# Privy Dig, 1700's to early 1800's Charleston..



## MT1862 (Aug 14, 2012)

This was one hell of a privy! And captured on video.
 The privy predated the building that was on this lot in Historic Downtown Charleston, S.C. Very early 1700's Westerwald pieces were found, as well as black glass, and Mochaware bowls. and embossed open pontiled medicines.
 The privy was old English brick lined, and 10' by 4', and about 12 feet deep. It took almost a week to finish her, but it was well worth the effort!
 I can remember, filming Victor Svendsen, down at the very bottom of this privy, and I, holding and filming all the action on a HUGE VHS Camcorder, and enjoying every minute it!
 Please excuse some of the salty language, we had no idea of the "Internet"at the time of this filming...we were making these videos for posterity...we had no idea they you, dear viewer, were to be part of this posterity!
 Those were the days....so step back in time with me, and see the fruits of the early 1700's to the early 1800's, saved from progress.
http://www.youtube.com/watch?v=8lyxGhOnvEI&feature=plcp


----------



## RICKJJ59W (Aug 14, 2012)

Very cool man or should I say Far out! []

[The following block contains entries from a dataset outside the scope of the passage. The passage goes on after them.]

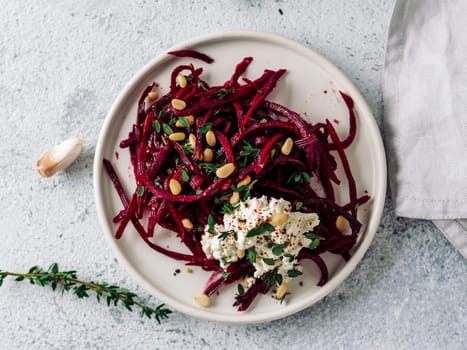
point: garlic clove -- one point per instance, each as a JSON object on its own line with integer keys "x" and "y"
{"x": 60, "y": 157}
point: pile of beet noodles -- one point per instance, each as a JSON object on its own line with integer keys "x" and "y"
{"x": 250, "y": 131}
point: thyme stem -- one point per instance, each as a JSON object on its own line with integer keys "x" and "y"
{"x": 68, "y": 281}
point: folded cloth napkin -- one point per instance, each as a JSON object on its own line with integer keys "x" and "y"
{"x": 425, "y": 102}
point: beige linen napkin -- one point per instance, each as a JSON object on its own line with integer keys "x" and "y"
{"x": 425, "y": 101}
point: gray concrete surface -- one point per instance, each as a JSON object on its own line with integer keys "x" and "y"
{"x": 62, "y": 63}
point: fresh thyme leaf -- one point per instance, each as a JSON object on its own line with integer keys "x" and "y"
{"x": 140, "y": 191}
{"x": 167, "y": 129}
{"x": 205, "y": 128}
{"x": 68, "y": 281}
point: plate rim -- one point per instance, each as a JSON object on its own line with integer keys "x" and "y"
{"x": 376, "y": 210}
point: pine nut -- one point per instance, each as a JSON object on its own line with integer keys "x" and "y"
{"x": 181, "y": 80}
{"x": 341, "y": 223}
{"x": 187, "y": 223}
{"x": 153, "y": 95}
{"x": 208, "y": 155}
{"x": 245, "y": 181}
{"x": 178, "y": 104}
{"x": 189, "y": 118}
{"x": 202, "y": 300}
{"x": 175, "y": 187}
{"x": 225, "y": 170}
{"x": 234, "y": 198}
{"x": 280, "y": 293}
{"x": 177, "y": 136}
{"x": 211, "y": 138}
{"x": 287, "y": 146}
{"x": 192, "y": 141}
{"x": 279, "y": 219}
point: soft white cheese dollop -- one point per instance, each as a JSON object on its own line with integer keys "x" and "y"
{"x": 226, "y": 242}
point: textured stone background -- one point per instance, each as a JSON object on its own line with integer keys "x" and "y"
{"x": 62, "y": 63}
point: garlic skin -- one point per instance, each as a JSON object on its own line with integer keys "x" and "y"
{"x": 60, "y": 157}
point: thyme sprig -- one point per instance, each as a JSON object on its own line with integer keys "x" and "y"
{"x": 68, "y": 281}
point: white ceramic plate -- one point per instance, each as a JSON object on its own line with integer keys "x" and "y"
{"x": 310, "y": 87}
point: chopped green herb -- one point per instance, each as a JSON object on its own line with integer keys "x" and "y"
{"x": 225, "y": 234}
{"x": 306, "y": 176}
{"x": 156, "y": 126}
{"x": 205, "y": 128}
{"x": 279, "y": 249}
{"x": 210, "y": 168}
{"x": 294, "y": 273}
{"x": 289, "y": 256}
{"x": 184, "y": 122}
{"x": 269, "y": 261}
{"x": 314, "y": 243}
{"x": 140, "y": 191}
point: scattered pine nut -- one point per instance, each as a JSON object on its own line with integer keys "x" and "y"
{"x": 280, "y": 293}
{"x": 189, "y": 118}
{"x": 178, "y": 104}
{"x": 153, "y": 95}
{"x": 240, "y": 253}
{"x": 175, "y": 187}
{"x": 341, "y": 223}
{"x": 187, "y": 223}
{"x": 211, "y": 138}
{"x": 287, "y": 146}
{"x": 181, "y": 80}
{"x": 225, "y": 170}
{"x": 234, "y": 198}
{"x": 177, "y": 136}
{"x": 208, "y": 155}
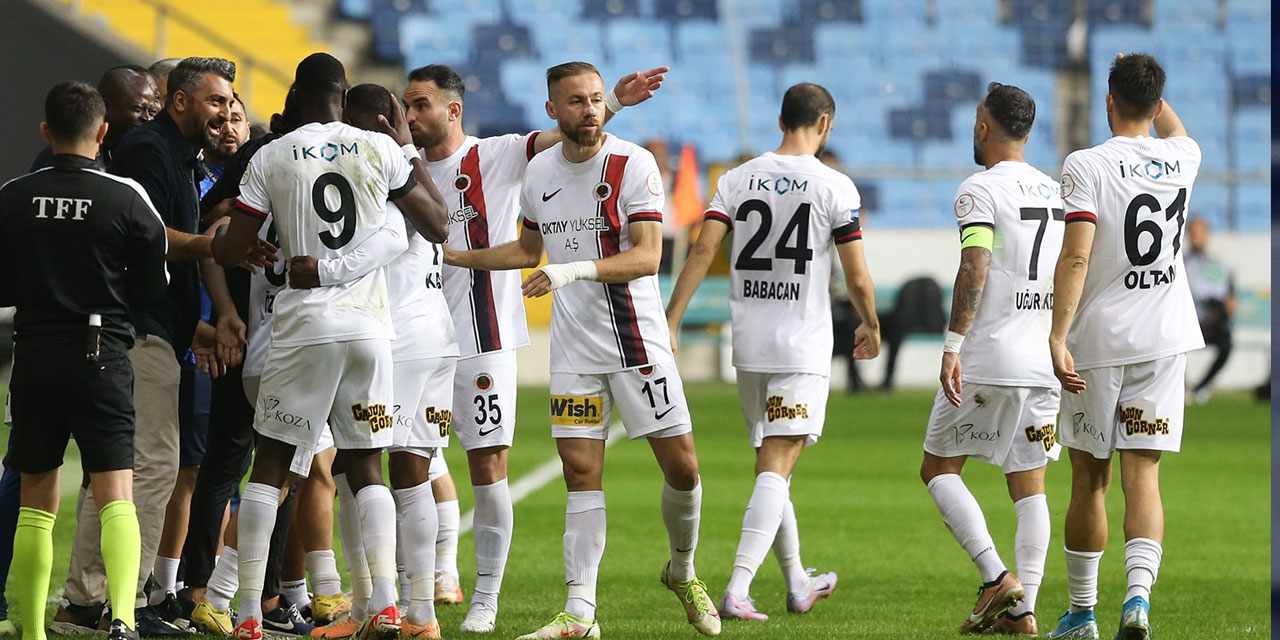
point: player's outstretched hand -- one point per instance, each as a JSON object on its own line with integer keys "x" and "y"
{"x": 865, "y": 342}
{"x": 304, "y": 273}
{"x": 639, "y": 86}
{"x": 1064, "y": 368}
{"x": 231, "y": 339}
{"x": 950, "y": 376}
{"x": 536, "y": 286}
{"x": 397, "y": 127}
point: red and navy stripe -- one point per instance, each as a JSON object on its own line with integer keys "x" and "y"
{"x": 622, "y": 311}
{"x": 483, "y": 307}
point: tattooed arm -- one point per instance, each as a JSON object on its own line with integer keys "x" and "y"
{"x": 965, "y": 297}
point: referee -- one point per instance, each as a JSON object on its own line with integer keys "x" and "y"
{"x": 78, "y": 248}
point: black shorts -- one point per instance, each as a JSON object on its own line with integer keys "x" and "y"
{"x": 56, "y": 394}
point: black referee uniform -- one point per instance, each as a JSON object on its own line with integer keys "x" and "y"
{"x": 76, "y": 245}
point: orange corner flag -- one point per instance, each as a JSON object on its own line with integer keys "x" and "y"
{"x": 686, "y": 196}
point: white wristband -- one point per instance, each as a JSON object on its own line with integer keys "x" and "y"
{"x": 611, "y": 101}
{"x": 566, "y": 273}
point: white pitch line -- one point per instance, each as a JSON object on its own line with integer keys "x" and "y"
{"x": 538, "y": 478}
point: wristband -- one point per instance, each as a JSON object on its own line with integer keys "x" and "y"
{"x": 611, "y": 101}
{"x": 566, "y": 273}
{"x": 951, "y": 344}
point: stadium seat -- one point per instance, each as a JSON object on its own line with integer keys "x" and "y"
{"x": 781, "y": 45}
{"x": 685, "y": 9}
{"x": 608, "y": 9}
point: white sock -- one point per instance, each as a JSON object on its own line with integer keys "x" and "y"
{"x": 1082, "y": 579}
{"x": 447, "y": 538}
{"x": 224, "y": 581}
{"x": 167, "y": 574}
{"x": 415, "y": 508}
{"x": 352, "y": 548}
{"x": 378, "y": 534}
{"x": 1031, "y": 545}
{"x": 494, "y": 520}
{"x": 786, "y": 549}
{"x": 1142, "y": 565}
{"x": 759, "y": 526}
{"x": 681, "y": 513}
{"x": 963, "y": 516}
{"x": 584, "y": 547}
{"x": 259, "y": 503}
{"x": 323, "y": 568}
{"x": 296, "y": 592}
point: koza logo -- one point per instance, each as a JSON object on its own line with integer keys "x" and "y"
{"x": 272, "y": 411}
{"x": 577, "y": 410}
{"x": 375, "y": 415}
{"x": 967, "y": 433}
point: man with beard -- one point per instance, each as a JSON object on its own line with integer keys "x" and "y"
{"x": 594, "y": 201}
{"x": 782, "y": 337}
{"x": 161, "y": 156}
{"x": 129, "y": 92}
{"x": 480, "y": 179}
{"x": 195, "y": 387}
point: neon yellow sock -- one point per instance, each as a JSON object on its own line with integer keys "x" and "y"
{"x": 122, "y": 544}
{"x": 32, "y": 562}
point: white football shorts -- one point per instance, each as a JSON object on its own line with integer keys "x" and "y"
{"x": 1009, "y": 426}
{"x": 649, "y": 400}
{"x": 347, "y": 384}
{"x": 484, "y": 400}
{"x": 424, "y": 396}
{"x": 784, "y": 403}
{"x": 1134, "y": 406}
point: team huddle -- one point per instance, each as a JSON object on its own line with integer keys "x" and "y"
{"x": 391, "y": 316}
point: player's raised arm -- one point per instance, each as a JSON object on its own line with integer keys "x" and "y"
{"x": 522, "y": 254}
{"x": 631, "y": 90}
{"x": 423, "y": 205}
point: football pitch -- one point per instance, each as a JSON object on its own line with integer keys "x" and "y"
{"x": 865, "y": 515}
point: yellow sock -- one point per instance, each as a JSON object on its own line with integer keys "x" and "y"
{"x": 122, "y": 544}
{"x": 32, "y": 561}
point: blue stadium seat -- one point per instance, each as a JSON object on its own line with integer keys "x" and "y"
{"x": 781, "y": 45}
{"x": 608, "y": 9}
{"x": 827, "y": 10}
{"x": 1251, "y": 91}
{"x": 562, "y": 41}
{"x": 685, "y": 9}
{"x": 1112, "y": 12}
{"x": 499, "y": 41}
{"x": 638, "y": 44}
{"x": 1253, "y": 206}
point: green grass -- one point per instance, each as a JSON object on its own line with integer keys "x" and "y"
{"x": 864, "y": 513}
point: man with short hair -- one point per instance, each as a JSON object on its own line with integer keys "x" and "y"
{"x": 782, "y": 337}
{"x": 305, "y": 179}
{"x": 1123, "y": 323}
{"x": 73, "y": 330}
{"x": 595, "y": 202}
{"x": 480, "y": 179}
{"x": 999, "y": 398}
{"x": 161, "y": 156}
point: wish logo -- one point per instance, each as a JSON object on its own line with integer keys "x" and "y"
{"x": 964, "y": 433}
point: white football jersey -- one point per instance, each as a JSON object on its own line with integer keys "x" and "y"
{"x": 263, "y": 287}
{"x": 480, "y": 183}
{"x": 1008, "y": 342}
{"x": 327, "y": 186}
{"x": 419, "y": 311}
{"x": 786, "y": 213}
{"x": 1136, "y": 305}
{"x": 584, "y": 211}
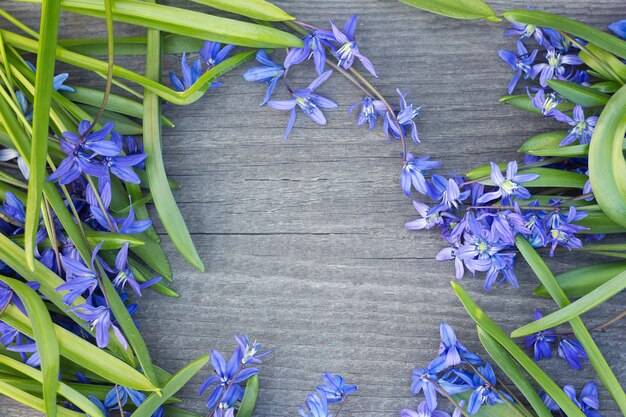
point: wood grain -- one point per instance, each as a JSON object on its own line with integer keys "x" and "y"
{"x": 304, "y": 240}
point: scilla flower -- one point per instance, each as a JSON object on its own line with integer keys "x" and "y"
{"x": 308, "y": 101}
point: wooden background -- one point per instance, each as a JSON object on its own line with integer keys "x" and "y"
{"x": 304, "y": 240}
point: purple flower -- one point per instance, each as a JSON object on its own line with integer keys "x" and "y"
{"x": 619, "y": 28}
{"x": 99, "y": 318}
{"x": 81, "y": 150}
{"x": 316, "y": 406}
{"x": 335, "y": 389}
{"x": 453, "y": 351}
{"x": 349, "y": 50}
{"x": 309, "y": 102}
{"x": 189, "y": 74}
{"x": 520, "y": 62}
{"x": 525, "y": 32}
{"x": 555, "y": 67}
{"x": 423, "y": 411}
{"x": 572, "y": 351}
{"x": 269, "y": 72}
{"x": 413, "y": 173}
{"x": 404, "y": 119}
{"x": 541, "y": 341}
{"x": 582, "y": 128}
{"x": 587, "y": 401}
{"x": 508, "y": 187}
{"x": 212, "y": 53}
{"x": 313, "y": 45}
{"x": 370, "y": 110}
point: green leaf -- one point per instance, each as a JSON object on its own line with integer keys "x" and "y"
{"x": 596, "y": 297}
{"x": 598, "y": 362}
{"x": 115, "y": 103}
{"x": 83, "y": 353}
{"x": 164, "y": 202}
{"x": 524, "y": 102}
{"x": 64, "y": 390}
{"x": 49, "y": 27}
{"x": 503, "y": 359}
{"x": 188, "y": 23}
{"x": 602, "y": 39}
{"x": 171, "y": 387}
{"x": 34, "y": 402}
{"x": 187, "y": 97}
{"x": 458, "y": 9}
{"x": 255, "y": 9}
{"x": 45, "y": 339}
{"x": 549, "y": 177}
{"x": 606, "y": 160}
{"x": 249, "y": 397}
{"x": 490, "y": 327}
{"x": 581, "y": 281}
{"x": 579, "y": 94}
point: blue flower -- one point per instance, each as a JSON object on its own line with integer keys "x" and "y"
{"x": 370, "y": 110}
{"x": 313, "y": 45}
{"x": 555, "y": 67}
{"x": 453, "y": 351}
{"x": 81, "y": 150}
{"x": 309, "y": 102}
{"x": 99, "y": 318}
{"x": 541, "y": 341}
{"x": 619, "y": 28}
{"x": 348, "y": 50}
{"x": 189, "y": 74}
{"x": 413, "y": 173}
{"x": 582, "y": 128}
{"x": 587, "y": 401}
{"x": 226, "y": 378}
{"x": 520, "y": 62}
{"x": 525, "y": 32}
{"x": 269, "y": 72}
{"x": 508, "y": 187}
{"x": 404, "y": 119}
{"x": 572, "y": 351}
{"x": 212, "y": 53}
{"x": 335, "y": 389}
{"x": 423, "y": 411}
{"x": 316, "y": 406}
{"x": 483, "y": 392}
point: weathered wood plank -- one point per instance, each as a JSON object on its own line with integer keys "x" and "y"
{"x": 303, "y": 240}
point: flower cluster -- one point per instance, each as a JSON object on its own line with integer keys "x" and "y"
{"x": 227, "y": 377}
{"x": 334, "y": 391}
{"x": 454, "y": 371}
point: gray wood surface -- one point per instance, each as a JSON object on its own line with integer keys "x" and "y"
{"x": 304, "y": 241}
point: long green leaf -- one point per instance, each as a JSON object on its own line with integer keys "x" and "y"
{"x": 489, "y": 326}
{"x": 505, "y": 362}
{"x": 33, "y": 402}
{"x": 596, "y": 297}
{"x": 164, "y": 202}
{"x": 84, "y": 354}
{"x": 64, "y": 390}
{"x": 602, "y": 39}
{"x": 249, "y": 397}
{"x": 606, "y": 160}
{"x": 458, "y": 9}
{"x": 579, "y": 94}
{"x": 173, "y": 385}
{"x": 598, "y": 362}
{"x": 582, "y": 281}
{"x": 45, "y": 339}
{"x": 50, "y": 14}
{"x": 186, "y": 22}
{"x": 255, "y": 9}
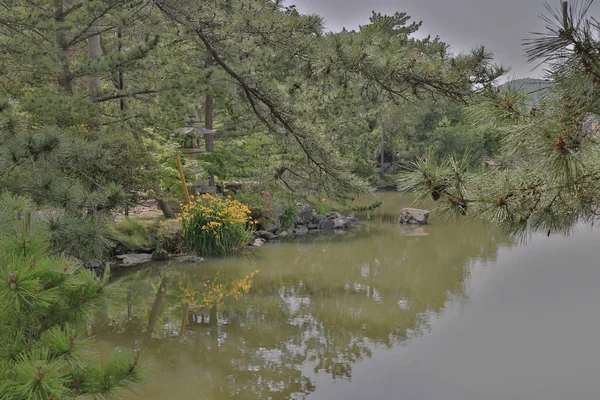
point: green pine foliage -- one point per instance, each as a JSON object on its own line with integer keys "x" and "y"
{"x": 551, "y": 181}
{"x": 48, "y": 302}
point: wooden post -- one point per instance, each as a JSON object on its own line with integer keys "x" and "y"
{"x": 94, "y": 51}
{"x": 120, "y": 77}
{"x": 382, "y": 173}
{"x": 186, "y": 309}
{"x": 565, "y": 16}
{"x": 182, "y": 177}
{"x": 208, "y": 123}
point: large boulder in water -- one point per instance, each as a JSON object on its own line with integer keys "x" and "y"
{"x": 413, "y": 216}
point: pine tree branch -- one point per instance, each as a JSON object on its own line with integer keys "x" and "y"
{"x": 124, "y": 95}
{"x": 83, "y": 34}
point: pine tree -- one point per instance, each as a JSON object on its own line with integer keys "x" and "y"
{"x": 552, "y": 182}
{"x": 48, "y": 301}
{"x": 313, "y": 90}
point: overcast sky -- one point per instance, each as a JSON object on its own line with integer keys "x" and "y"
{"x": 499, "y": 25}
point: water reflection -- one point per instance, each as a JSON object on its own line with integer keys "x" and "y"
{"x": 321, "y": 303}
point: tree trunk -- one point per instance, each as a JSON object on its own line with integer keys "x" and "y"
{"x": 157, "y": 306}
{"x": 94, "y": 52}
{"x": 165, "y": 208}
{"x": 208, "y": 123}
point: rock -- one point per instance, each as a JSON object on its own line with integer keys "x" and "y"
{"x": 187, "y": 259}
{"x": 327, "y": 224}
{"x": 333, "y": 215}
{"x": 301, "y": 230}
{"x": 266, "y": 235}
{"x": 414, "y": 231}
{"x": 352, "y": 222}
{"x": 339, "y": 223}
{"x": 133, "y": 259}
{"x": 272, "y": 228}
{"x": 304, "y": 214}
{"x": 94, "y": 265}
{"x": 160, "y": 255}
{"x": 258, "y": 242}
{"x": 413, "y": 216}
{"x": 317, "y": 218}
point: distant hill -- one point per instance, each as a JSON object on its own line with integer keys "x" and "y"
{"x": 536, "y": 88}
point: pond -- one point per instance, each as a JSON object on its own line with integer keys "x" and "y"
{"x": 453, "y": 310}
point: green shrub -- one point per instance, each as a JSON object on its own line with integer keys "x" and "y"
{"x": 261, "y": 207}
{"x": 321, "y": 208}
{"x": 47, "y": 304}
{"x": 215, "y": 226}
{"x": 370, "y": 207}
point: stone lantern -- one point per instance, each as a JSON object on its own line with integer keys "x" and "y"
{"x": 193, "y": 134}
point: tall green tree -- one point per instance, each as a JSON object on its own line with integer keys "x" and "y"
{"x": 309, "y": 88}
{"x": 48, "y": 304}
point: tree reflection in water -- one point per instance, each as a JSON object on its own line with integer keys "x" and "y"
{"x": 322, "y": 304}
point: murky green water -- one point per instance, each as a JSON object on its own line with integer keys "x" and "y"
{"x": 448, "y": 311}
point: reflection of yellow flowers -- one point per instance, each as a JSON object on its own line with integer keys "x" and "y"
{"x": 212, "y": 224}
{"x": 215, "y": 292}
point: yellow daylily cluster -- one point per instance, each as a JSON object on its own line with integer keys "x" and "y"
{"x": 215, "y": 209}
{"x": 215, "y": 292}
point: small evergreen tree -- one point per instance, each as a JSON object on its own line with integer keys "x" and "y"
{"x": 47, "y": 302}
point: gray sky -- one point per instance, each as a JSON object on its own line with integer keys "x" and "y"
{"x": 499, "y": 25}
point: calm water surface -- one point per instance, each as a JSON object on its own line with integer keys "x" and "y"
{"x": 451, "y": 311}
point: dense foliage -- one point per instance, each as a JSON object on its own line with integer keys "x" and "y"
{"x": 94, "y": 91}
{"x": 47, "y": 304}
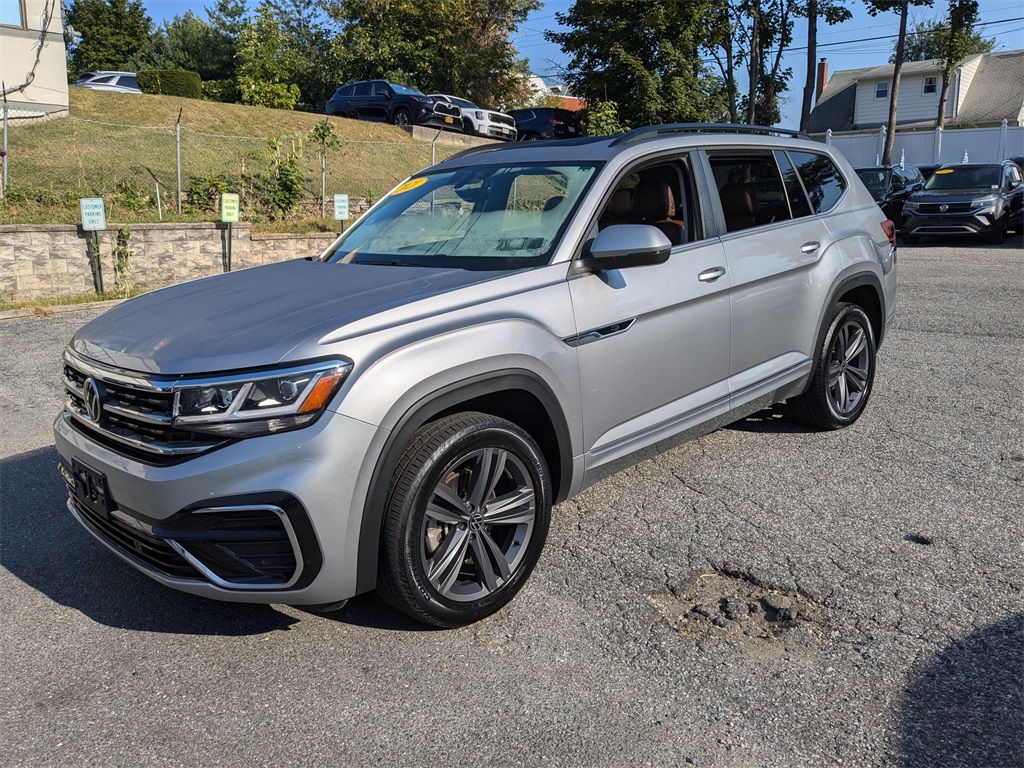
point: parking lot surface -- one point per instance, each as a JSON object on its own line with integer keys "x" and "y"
{"x": 764, "y": 596}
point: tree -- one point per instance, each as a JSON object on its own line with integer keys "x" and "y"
{"x": 902, "y": 7}
{"x": 929, "y": 40}
{"x": 115, "y": 35}
{"x": 190, "y": 43}
{"x": 642, "y": 54}
{"x": 309, "y": 36}
{"x": 264, "y": 60}
{"x": 834, "y": 12}
{"x": 453, "y": 46}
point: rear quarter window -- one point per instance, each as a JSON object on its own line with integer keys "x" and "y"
{"x": 823, "y": 181}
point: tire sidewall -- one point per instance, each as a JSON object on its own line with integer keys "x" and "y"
{"x": 497, "y": 433}
{"x": 844, "y": 314}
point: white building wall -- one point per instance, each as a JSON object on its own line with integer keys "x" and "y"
{"x": 46, "y": 82}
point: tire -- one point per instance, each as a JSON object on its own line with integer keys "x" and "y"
{"x": 469, "y": 488}
{"x": 998, "y": 236}
{"x": 844, "y": 372}
{"x": 401, "y": 117}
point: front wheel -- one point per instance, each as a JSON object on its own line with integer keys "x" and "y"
{"x": 401, "y": 118}
{"x": 466, "y": 518}
{"x": 844, "y": 372}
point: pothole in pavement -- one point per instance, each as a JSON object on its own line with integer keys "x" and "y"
{"x": 722, "y": 603}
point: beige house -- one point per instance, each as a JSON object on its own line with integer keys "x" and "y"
{"x": 985, "y": 89}
{"x": 33, "y": 57}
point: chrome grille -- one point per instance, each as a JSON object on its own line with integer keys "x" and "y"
{"x": 136, "y": 413}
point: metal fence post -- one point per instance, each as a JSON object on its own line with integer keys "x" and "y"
{"x": 177, "y": 139}
{"x": 5, "y": 158}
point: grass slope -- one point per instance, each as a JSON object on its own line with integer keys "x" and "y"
{"x": 116, "y": 144}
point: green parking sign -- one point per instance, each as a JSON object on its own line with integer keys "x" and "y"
{"x": 229, "y": 207}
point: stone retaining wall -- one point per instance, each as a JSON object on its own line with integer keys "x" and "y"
{"x": 40, "y": 261}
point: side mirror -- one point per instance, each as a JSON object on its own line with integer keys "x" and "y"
{"x": 624, "y": 246}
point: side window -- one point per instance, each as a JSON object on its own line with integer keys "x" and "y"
{"x": 751, "y": 189}
{"x": 794, "y": 189}
{"x": 659, "y": 196}
{"x": 821, "y": 178}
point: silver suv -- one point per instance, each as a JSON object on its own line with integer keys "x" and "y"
{"x": 497, "y": 333}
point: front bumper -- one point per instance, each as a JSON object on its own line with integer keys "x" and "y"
{"x": 943, "y": 223}
{"x": 271, "y": 519}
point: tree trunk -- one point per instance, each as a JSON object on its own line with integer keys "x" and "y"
{"x": 812, "y": 54}
{"x": 894, "y": 90}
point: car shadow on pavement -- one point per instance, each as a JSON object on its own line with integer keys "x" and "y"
{"x": 967, "y": 707}
{"x": 774, "y": 419}
{"x": 45, "y": 547}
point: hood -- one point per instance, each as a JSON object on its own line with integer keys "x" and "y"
{"x": 253, "y": 317}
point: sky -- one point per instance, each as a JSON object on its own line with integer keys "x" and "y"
{"x": 847, "y": 46}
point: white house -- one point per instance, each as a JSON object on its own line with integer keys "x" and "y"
{"x": 33, "y": 57}
{"x": 986, "y": 89}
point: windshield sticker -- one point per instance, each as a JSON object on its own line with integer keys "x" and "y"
{"x": 411, "y": 184}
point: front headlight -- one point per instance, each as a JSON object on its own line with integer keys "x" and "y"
{"x": 251, "y": 404}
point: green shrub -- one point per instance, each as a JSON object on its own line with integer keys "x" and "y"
{"x": 221, "y": 90}
{"x": 171, "y": 83}
{"x": 262, "y": 93}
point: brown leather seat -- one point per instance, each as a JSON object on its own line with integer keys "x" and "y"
{"x": 654, "y": 204}
{"x": 739, "y": 204}
{"x": 619, "y": 210}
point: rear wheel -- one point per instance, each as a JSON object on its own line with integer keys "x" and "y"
{"x": 844, "y": 372}
{"x": 466, "y": 519}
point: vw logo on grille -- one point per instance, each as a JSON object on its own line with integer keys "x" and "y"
{"x": 93, "y": 399}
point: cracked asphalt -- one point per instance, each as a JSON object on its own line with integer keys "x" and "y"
{"x": 764, "y": 596}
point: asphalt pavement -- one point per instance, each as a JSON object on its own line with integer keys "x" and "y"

 I would love to be pulling bottles out of an old pit like that. 

 You said sorry for the language? what language ?Have you seen any of my vids[]


----------



## buzzkutt033 (Aug 14, 2012)

nice video. thanks for sharing with us !!!

 jim


----------



## MT1862 (Aug 14, 2012)

Thanks Rick and Jim!
 Coming from you two gentlemen, I am honored.
 Way back when in the 1990's, we filmed these for fun, but, we really did it to document what we were finding...and I am happy that we did!

 The best part of any of these digs, was digging with Victor....he is the best digger that I have ever seen, and he taught me tons!!

 Glad ya'll enjoyed it!
 Robert Bohrn


----------



## markh (Aug 14, 2012)

Awesome video! I'm from the SC lowcountry originally, but never got to dig in Charleston, cause I was too young to get over there in the early 70's when I started collecting bottles back then. I never got to dig a privy, (didn't really know about them  then), just dug farm and town dumps in Hampton and Allendale Counties. I had to get my dad to drop me off for the day or ride my bicycle when I went digging. Wish I'd known more about privy digging back then!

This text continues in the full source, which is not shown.